In July 2015, the Financial Accounting Standards Board issued Accounting Standards Update 2015-11, “Inventory (Topic 330):
Simplifying the Measurement of Inventory.” The standard requires entities to measure most inventory “at the lower of cost and net
realizable value,” thereby simplifying the current guidance under which an entity must measure inventory at the lower of cost or
market (market in this context is defined as one of three different measures, one of which is net realizable value). The standard is
effective for the Company prospectively beginning in fiscal 2018. The Company is currently evaluating the impact of the adoption
of this guidance on its financial statements.
In August 2015, the Financial Accounting Standards Board issued Accounting Standards Update 2015-14, “Revenue from
Contracts with Customers (Topic 606): Deferral of the Effective Date.” The standard defers the effective date of revenue standard
Accounting Standards Update 2014-09 by one year for all entities and permits early adoption on a limited basis. The standard is
effective for the Company beginning in fiscal 2019. Early adoption is permitted in fiscal 2018 for the Company. The Company is
continuing to evaluate the impact of the adoption of this guidance on its financial statements.
In November 2015, the Financial Accounting Standards Board issued Accounting Standards Update 2015-17, “Income Taxes
(Topic 740): Balance Sheet Classification of Deferred Taxes.” The standard requires companies to classify all deferred tax
liabilities and assets as noncurrent on the balance sheet instead of separating deferred taxes into current and noncurrent
amounts. The Company early adopted the provisions of this guidance during the fiscal year ended February 27, 2016 and
applied it retrospectively to all periods presented. The required presentation is included in the Consolidated Balance Sheets and
Note 7 of the Notes to Consolidated Financial Statements.

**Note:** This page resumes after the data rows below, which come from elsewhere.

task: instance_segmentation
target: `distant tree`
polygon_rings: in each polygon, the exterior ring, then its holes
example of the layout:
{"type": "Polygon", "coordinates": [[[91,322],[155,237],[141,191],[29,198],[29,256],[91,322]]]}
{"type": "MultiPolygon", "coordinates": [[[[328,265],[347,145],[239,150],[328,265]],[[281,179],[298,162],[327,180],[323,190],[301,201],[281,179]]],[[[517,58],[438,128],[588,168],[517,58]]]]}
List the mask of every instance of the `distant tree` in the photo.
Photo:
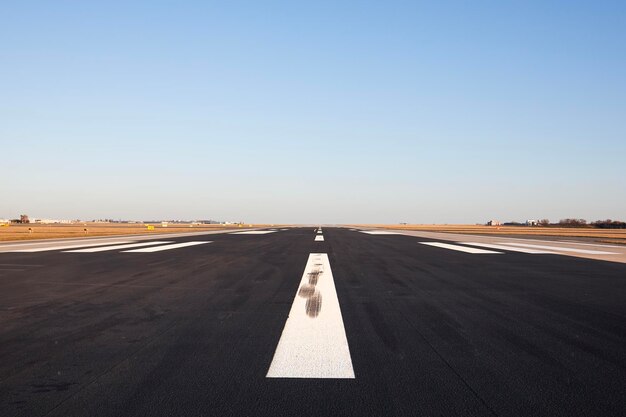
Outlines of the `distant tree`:
{"type": "Polygon", "coordinates": [[[591,225],[600,229],[626,229],[626,222],[611,219],[597,220],[591,223],[591,225]]]}
{"type": "Polygon", "coordinates": [[[539,220],[539,226],[550,226],[550,220],[548,219],[539,220]]]}
{"type": "Polygon", "coordinates": [[[559,226],[563,227],[582,227],[587,225],[585,219],[561,219],[559,220],[559,226]]]}

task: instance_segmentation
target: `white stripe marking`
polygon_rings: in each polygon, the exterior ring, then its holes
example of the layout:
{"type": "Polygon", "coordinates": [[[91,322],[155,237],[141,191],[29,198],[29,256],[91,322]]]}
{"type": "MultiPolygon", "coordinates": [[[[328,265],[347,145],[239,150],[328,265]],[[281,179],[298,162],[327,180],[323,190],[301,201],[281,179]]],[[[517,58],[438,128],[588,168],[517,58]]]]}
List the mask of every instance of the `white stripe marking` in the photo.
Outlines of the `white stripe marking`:
{"type": "Polygon", "coordinates": [[[361,233],[366,233],[368,235],[399,235],[400,233],[396,232],[385,232],[384,230],[360,230],[361,233]]]}
{"type": "Polygon", "coordinates": [[[173,245],[164,245],[164,246],[154,246],[154,247],[150,247],[150,248],[141,248],[141,249],[132,249],[132,250],[125,250],[123,251],[124,253],[128,253],[128,252],[160,252],[162,250],[170,250],[170,249],[178,249],[178,248],[185,248],[187,246],[195,246],[195,245],[204,245],[205,243],[211,243],[210,241],[203,241],[203,242],[183,242],[183,243],[174,243],[173,245]]]}
{"type": "Polygon", "coordinates": [[[320,236],[315,236],[315,241],[316,242],[323,242],[324,241],[324,236],[320,235],[320,236]]]}
{"type": "Polygon", "coordinates": [[[560,247],[560,246],[530,245],[528,243],[513,243],[513,242],[510,242],[510,243],[507,243],[507,245],[525,246],[525,247],[528,247],[528,248],[548,249],[548,250],[561,251],[561,252],[585,253],[587,255],[618,255],[615,252],[602,252],[602,251],[599,251],[599,250],[563,248],[563,247],[560,247]]]}
{"type": "Polygon", "coordinates": [[[17,250],[9,250],[7,252],[45,252],[49,250],[60,250],[60,249],[72,249],[72,248],[84,248],[87,246],[105,246],[112,244],[124,244],[124,243],[132,243],[134,240],[125,240],[119,242],[106,242],[106,243],[79,243],[79,244],[67,244],[67,245],[57,245],[57,246],[46,246],[43,248],[32,248],[32,249],[17,249],[17,250]]]}
{"type": "Polygon", "coordinates": [[[438,248],[456,250],[459,252],[467,252],[467,253],[473,253],[473,254],[502,253],[502,252],[495,252],[492,250],[468,248],[466,246],[451,245],[449,243],[441,243],[441,242],[419,242],[419,243],[421,243],[422,245],[436,246],[438,248]]]}
{"type": "Polygon", "coordinates": [[[114,245],[114,246],[104,246],[99,248],[87,248],[87,249],[76,249],[76,250],[66,250],[65,253],[93,253],[93,252],[104,252],[108,250],[116,250],[116,249],[127,249],[127,248],[137,248],[140,246],[152,246],[152,245],[162,245],[163,243],[172,243],[172,241],[152,241],[152,242],[143,242],[143,243],[131,243],[128,245],[114,245]]]}
{"type": "MultiPolygon", "coordinates": [[[[544,241],[547,243],[552,243],[551,241],[544,241]]],[[[584,246],[597,246],[599,248],[615,248],[615,249],[626,249],[626,246],[618,246],[618,245],[598,245],[596,243],[580,243],[580,242],[574,242],[571,240],[561,240],[561,241],[556,241],[555,243],[564,243],[567,245],[584,245],[584,246]]]]}
{"type": "Polygon", "coordinates": [[[354,378],[328,255],[312,253],[268,378],[354,378]]]}
{"type": "Polygon", "coordinates": [[[275,233],[276,230],[249,230],[247,232],[235,232],[231,235],[266,235],[268,233],[275,233]]]}
{"type": "Polygon", "coordinates": [[[522,252],[522,253],[532,253],[532,254],[554,253],[554,252],[547,252],[544,250],[537,250],[537,249],[515,248],[512,246],[506,246],[506,245],[492,245],[491,243],[478,243],[478,242],[457,242],[457,243],[461,243],[463,245],[481,246],[483,248],[509,250],[513,252],[522,252]]]}

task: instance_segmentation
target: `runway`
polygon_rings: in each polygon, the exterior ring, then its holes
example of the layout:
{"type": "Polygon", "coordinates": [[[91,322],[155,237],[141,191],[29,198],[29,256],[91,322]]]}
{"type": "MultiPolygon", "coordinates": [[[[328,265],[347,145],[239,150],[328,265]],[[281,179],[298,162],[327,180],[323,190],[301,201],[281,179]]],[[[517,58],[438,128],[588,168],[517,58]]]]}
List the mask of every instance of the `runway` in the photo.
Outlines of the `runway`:
{"type": "Polygon", "coordinates": [[[0,416],[618,416],[626,250],[339,227],[0,244],[0,416]]]}

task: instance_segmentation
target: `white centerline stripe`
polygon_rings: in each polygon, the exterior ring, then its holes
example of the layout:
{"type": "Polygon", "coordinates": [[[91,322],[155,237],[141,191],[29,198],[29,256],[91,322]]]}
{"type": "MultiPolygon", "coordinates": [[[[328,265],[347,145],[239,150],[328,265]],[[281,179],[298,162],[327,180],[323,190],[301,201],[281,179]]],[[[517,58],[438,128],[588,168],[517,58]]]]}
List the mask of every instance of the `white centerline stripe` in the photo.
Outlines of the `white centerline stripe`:
{"type": "Polygon", "coordinates": [[[502,253],[502,252],[495,252],[492,250],[468,248],[466,246],[451,245],[449,243],[441,243],[441,242],[419,242],[419,243],[421,243],[422,245],[436,246],[438,248],[456,250],[459,252],[467,252],[467,253],[473,253],[473,254],[502,253]]]}
{"type": "Polygon", "coordinates": [[[249,230],[247,232],[235,232],[231,235],[266,235],[268,233],[275,233],[276,230],[249,230]]]}
{"type": "Polygon", "coordinates": [[[322,235],[315,236],[315,241],[316,242],[323,242],[324,241],[324,236],[322,236],[322,235]]]}
{"type": "Polygon", "coordinates": [[[587,255],[618,255],[615,252],[603,252],[599,250],[587,250],[587,249],[574,249],[574,248],[564,248],[560,246],[544,246],[544,245],[530,245],[528,243],[513,243],[509,242],[507,245],[515,245],[515,246],[524,246],[528,248],[537,248],[537,249],[548,249],[560,252],[574,252],[574,253],[585,253],[587,255]]]}
{"type": "Polygon", "coordinates": [[[143,242],[143,243],[130,243],[128,245],[114,245],[114,246],[104,246],[104,247],[98,247],[98,248],[66,250],[64,252],[65,253],[104,252],[104,251],[116,250],[116,249],[137,248],[137,247],[140,247],[140,246],[162,245],[163,243],[172,243],[172,241],[169,240],[169,241],[152,241],[152,242],[143,242]]]}
{"type": "Polygon", "coordinates": [[[354,378],[328,255],[312,253],[268,378],[354,378]]]}
{"type": "Polygon", "coordinates": [[[174,243],[173,245],[153,246],[153,247],[150,247],[150,248],[132,249],[132,250],[125,250],[125,251],[122,251],[122,252],[124,252],[124,253],[128,253],[128,252],[160,252],[162,250],[185,248],[187,246],[203,245],[205,243],[211,243],[211,242],[210,241],[203,241],[203,242],[174,243]]]}
{"type": "Polygon", "coordinates": [[[368,235],[399,235],[400,233],[396,232],[385,232],[384,230],[359,230],[361,233],[366,233],[368,235]]]}
{"type": "Polygon", "coordinates": [[[522,253],[532,253],[532,254],[554,253],[554,252],[547,252],[545,250],[538,250],[538,249],[515,248],[513,246],[507,246],[507,245],[492,245],[491,243],[478,243],[478,242],[457,242],[457,243],[461,243],[463,245],[481,246],[483,248],[509,250],[513,252],[522,252],[522,253]]]}
{"type": "Polygon", "coordinates": [[[116,245],[116,244],[124,244],[124,243],[132,243],[134,240],[125,240],[118,242],[106,242],[106,243],[78,243],[78,244],[66,244],[66,245],[56,245],[56,246],[46,246],[43,248],[31,248],[31,249],[16,249],[9,250],[7,252],[45,252],[49,250],[60,250],[60,249],[72,249],[72,248],[84,248],[87,246],[105,246],[105,245],[116,245]]]}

In February 2016, the Financial Accounting Standards Board issued Accounting Standards Update 2016-02, “Leases (Topic
842),” which provides new guidance on accounting for leases. The guidance will require lessees to reflect most leases on the
balance sheet. The standard is effective for the Company beginning in fiscal 2020. Early adoption is permitted. The standard
must be adopted using a modified retrospective transition, with the new guidance applied to the beginning of the earliest
comparative period presented. The Company is evaluating the impact of the adoption of this guidance on its financial statements.
In March 2016, the Financial Accounting Standards Board issued Accounting Standards Update 2016-09, “Compensation —
Stock Compensation (Topic 718): Improvements to Employee Share-Based Payment Accounting,” which outlines new provisions
intended to simplify various aspects related to accounting for share-based payments and their presentation in the financial
statements. The standard is effective for the Company beginning in fiscal 2018. Early adoption is permitted. The Company is
evaluating the impact of the adoption of this guidance on its financial statements.